Suppose it’s a Social Studio

What do I mean by social studio?

Inspiration for a social studio came directly from the experience of enduring COVID in a nonprofit arts organization. With a very small team over a matter of months, we transformed a mosaic studio into an online creative space, adding skill-building and artistic opportunity for peer groups of kids, teens, and young adults.

A studio is a special place, different from an office, classroom, or conference room. It’s home to curious tools and unusual materials. The furniture is often specific to the task. The customs and habits of studios are made and maintained by their keepers, always an odd bunch. Studio spaces are imbued with magical thinking, places where common logic branches, flips, curves, explodes, and transmutes. Not unlike a garden.

Learning is central to most studio processes, and sometimes direct instruction (like a class) does happen. In other spaces, the learning activity is more aptly described as transmission or osmosis. curriculum-based teaching methods are less useful. Hands-on coaching is more common. A place to be and a for one’s songbird soul, I suppose.

In the upcoming studio circle, one tantalizing possibility is arising. What is it like to unfold our work side by side over time? I am always studying up on Quaker meeting practice and quilting bees as I prepare.

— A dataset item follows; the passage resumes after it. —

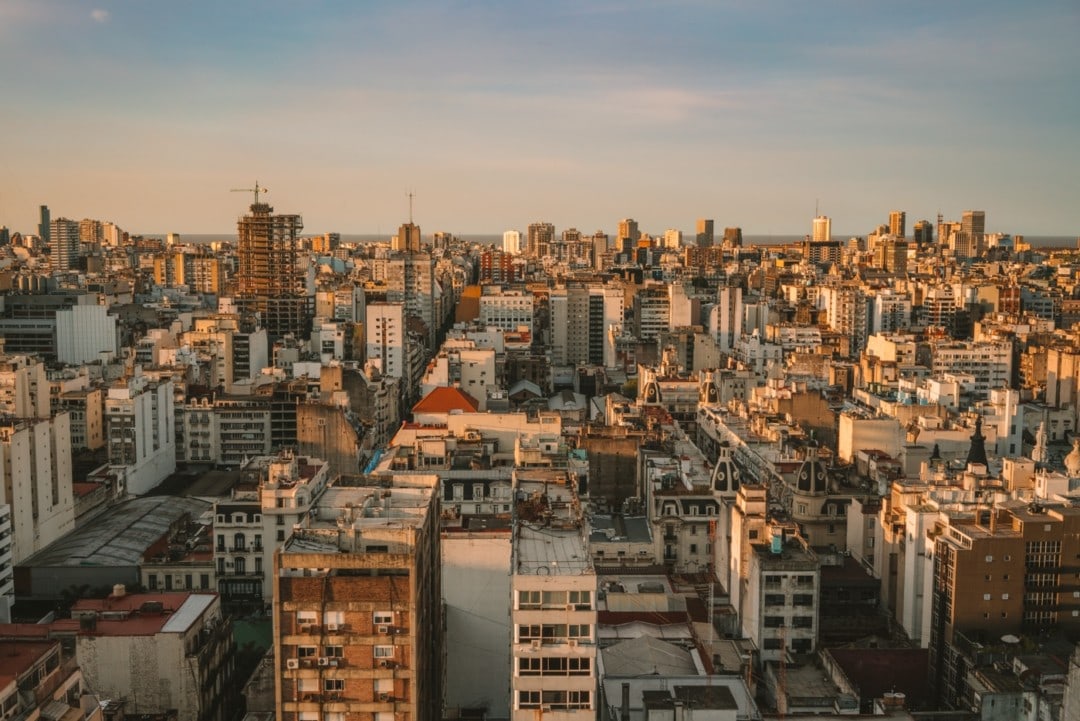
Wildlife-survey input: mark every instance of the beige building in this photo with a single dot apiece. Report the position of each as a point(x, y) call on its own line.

I imagined the online studio as if anyone could drop by like a neighbor. My life was full of such occasions at the Washington Writers Retreat, and among creative clusters in DC. It was that way in the Coronado District in downtown Phoenix years before, too. Corner office conversations on the front porch or in the shed out back. Quiet time together. Hands moving, hearts changing.

Circles and cycles organize our time in the studio. Each hour comprises three 20-minute movements. First, greet each other and chat at the top of the hour. Next, focus on a topic for 20 minutes in the middle. Then, mute ourselves to work quietly together to the end of the hour. Same time-cycling in the second and third hours with bio breaks in between. I leave the screen on, mute myself, and move about my space as needed. It’s odd at first, then becomes coffee shop cozy.

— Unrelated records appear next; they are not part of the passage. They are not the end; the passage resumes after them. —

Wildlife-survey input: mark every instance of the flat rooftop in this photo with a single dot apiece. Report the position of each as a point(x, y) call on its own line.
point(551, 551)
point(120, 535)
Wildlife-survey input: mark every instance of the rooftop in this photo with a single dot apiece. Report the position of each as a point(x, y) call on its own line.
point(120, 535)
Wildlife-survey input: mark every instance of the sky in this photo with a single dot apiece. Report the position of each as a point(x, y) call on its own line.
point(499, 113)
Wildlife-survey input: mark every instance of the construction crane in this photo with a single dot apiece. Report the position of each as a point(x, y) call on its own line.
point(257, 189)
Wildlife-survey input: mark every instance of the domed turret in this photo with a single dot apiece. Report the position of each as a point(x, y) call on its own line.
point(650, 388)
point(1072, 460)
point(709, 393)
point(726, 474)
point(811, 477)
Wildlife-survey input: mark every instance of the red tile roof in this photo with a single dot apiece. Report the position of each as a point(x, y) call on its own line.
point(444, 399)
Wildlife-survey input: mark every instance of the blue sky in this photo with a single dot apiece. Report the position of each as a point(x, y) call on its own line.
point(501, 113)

How to arrive in the circle?

Set your intentions for the session and be ready with your work at hand. It’s important to arrive at the top of the hour so our cyclical timing will work, and perfectly fine to step away anytime. Though I am a writer and the topics center on creative practice, it’s always an option to bring your handiwork and simply listen.

What does drop-in really mean?

Pretend you live nearby. You know I’m doing this process during these hours. Drop in when you have the time. Stay an hour, more or less. Come back each week, more or less. You are welcome in all cases πŸ™‚

What should I be doing in the social studio?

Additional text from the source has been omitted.